Thursday, November 17, 2005
Calgary's News & Entertainment Weekly
FFWD Weekly
CD REVIEW
by FFWD STAFF
MIDAIRCONDO
Shopping For Images
Type

Swedish pop trio makes innovative mix of electronica and avant-jazz, again.

Perhaps by now you have grown tired of hearing about Scandinavian women redefining contemporary pop, but (un)fortunately they haven’t yet grown tired of doing it, so here we go again.

Born during a knitting session in 2002, Midaircondo are clearly inspired by the avant-pop scene surrounding them – they use the standard Scandinavian elements of experimental jazz and electronica, but in new textures and structures. The 11 tracks on Shopping for Images contain very few conventional songs, usually preferring to scatter jumbled words and phrases over a drifting soundscape dominated by saxophone and bass.
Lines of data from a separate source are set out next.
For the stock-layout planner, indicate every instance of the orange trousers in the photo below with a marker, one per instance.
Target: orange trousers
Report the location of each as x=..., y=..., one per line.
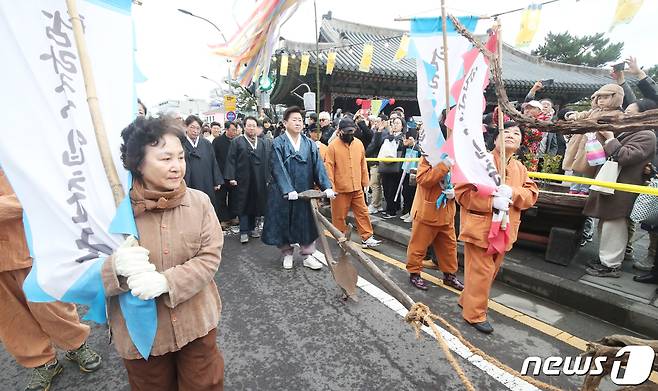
x=341, y=205
x=29, y=330
x=480, y=270
x=442, y=238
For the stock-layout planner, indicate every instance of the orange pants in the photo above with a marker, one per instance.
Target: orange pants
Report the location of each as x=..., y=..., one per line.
x=480, y=270
x=357, y=202
x=29, y=330
x=442, y=238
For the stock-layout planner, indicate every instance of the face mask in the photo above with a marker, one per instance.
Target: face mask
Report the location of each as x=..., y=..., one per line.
x=347, y=138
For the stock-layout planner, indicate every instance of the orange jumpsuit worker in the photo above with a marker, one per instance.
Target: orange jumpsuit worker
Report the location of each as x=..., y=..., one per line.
x=347, y=170
x=518, y=193
x=434, y=225
x=29, y=330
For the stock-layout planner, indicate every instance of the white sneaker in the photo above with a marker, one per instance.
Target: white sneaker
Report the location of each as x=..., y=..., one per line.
x=312, y=263
x=287, y=262
x=370, y=242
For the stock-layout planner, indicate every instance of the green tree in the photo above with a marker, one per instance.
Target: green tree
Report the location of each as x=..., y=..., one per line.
x=590, y=50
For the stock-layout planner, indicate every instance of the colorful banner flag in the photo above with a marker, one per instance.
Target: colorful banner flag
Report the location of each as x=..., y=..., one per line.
x=473, y=164
x=283, y=68
x=254, y=42
x=331, y=62
x=625, y=12
x=366, y=57
x=303, y=67
x=529, y=25
x=402, y=49
x=57, y=173
x=427, y=48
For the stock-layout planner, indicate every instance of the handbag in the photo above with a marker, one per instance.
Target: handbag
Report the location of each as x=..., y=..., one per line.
x=609, y=172
x=594, y=151
x=645, y=208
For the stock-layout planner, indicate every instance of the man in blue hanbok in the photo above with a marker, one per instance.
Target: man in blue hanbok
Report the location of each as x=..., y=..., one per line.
x=296, y=167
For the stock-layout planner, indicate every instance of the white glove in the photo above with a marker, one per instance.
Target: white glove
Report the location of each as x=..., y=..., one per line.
x=501, y=203
x=131, y=259
x=448, y=162
x=504, y=191
x=330, y=193
x=148, y=285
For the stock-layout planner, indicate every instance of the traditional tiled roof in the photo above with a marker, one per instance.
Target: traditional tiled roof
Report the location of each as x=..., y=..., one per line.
x=520, y=69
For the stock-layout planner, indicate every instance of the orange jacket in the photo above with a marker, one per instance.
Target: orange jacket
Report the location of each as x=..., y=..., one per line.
x=476, y=210
x=13, y=244
x=428, y=190
x=346, y=166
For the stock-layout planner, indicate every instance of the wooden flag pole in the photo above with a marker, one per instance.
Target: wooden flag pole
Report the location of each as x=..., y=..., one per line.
x=446, y=77
x=501, y=122
x=92, y=102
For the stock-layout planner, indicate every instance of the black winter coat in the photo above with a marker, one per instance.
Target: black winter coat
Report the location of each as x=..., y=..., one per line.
x=251, y=169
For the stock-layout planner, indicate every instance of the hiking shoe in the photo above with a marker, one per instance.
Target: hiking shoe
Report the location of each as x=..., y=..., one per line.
x=370, y=242
x=312, y=263
x=88, y=360
x=644, y=265
x=417, y=281
x=451, y=280
x=42, y=377
x=287, y=261
x=604, y=271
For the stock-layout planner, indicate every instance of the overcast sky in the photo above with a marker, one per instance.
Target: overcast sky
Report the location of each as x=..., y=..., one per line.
x=172, y=47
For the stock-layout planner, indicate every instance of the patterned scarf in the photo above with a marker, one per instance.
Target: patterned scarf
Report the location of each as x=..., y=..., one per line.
x=143, y=199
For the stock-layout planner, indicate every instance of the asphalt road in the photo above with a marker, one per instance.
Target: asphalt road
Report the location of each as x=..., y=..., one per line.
x=290, y=330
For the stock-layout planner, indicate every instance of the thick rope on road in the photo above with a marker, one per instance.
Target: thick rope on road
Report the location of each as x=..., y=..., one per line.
x=420, y=313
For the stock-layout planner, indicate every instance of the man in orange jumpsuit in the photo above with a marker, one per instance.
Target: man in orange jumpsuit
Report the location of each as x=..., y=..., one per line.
x=433, y=224
x=518, y=193
x=348, y=172
x=29, y=330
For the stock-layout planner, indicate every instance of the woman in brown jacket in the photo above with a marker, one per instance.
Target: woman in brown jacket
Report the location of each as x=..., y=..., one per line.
x=175, y=263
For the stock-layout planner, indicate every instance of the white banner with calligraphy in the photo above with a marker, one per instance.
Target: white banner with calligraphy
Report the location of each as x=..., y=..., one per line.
x=427, y=48
x=48, y=147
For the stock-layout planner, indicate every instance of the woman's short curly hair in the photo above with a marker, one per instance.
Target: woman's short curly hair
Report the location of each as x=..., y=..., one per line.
x=145, y=131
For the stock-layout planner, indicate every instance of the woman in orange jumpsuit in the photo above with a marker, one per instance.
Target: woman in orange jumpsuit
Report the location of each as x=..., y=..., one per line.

It’s not as extreme as Sidsel Endresen’s Meriwinkle, as accessible as Susanna & Her Magical Orchestra’s List of Lights & Buoys, as coherent as Amina’s Aminamina or as strangely familiar as Hanne Hukkelberg’s Little Things, four recent regional landmarks. Instead, it has strong conceptual parallels to Bjork’s latest release, Drawing Restraint. Shopping for Images is a little less complex, but it also avoids that album’s slightly contrived exoticisim. And although there is one track ("Perfect Spot") that could have been stolen from Bjork’s Homogenic, another ("Who’s Playing") that might have come from Verspertine, and some that vaguely echo German-based experimental electro-pop group Lali Puna, most find their own ways.

I’m not sure that this will age as well as the best works of Stina Nordenstam or Bjork, but in terms of making a persuasive case for a new approach to pop, this is one of the most exciting debuts of this year.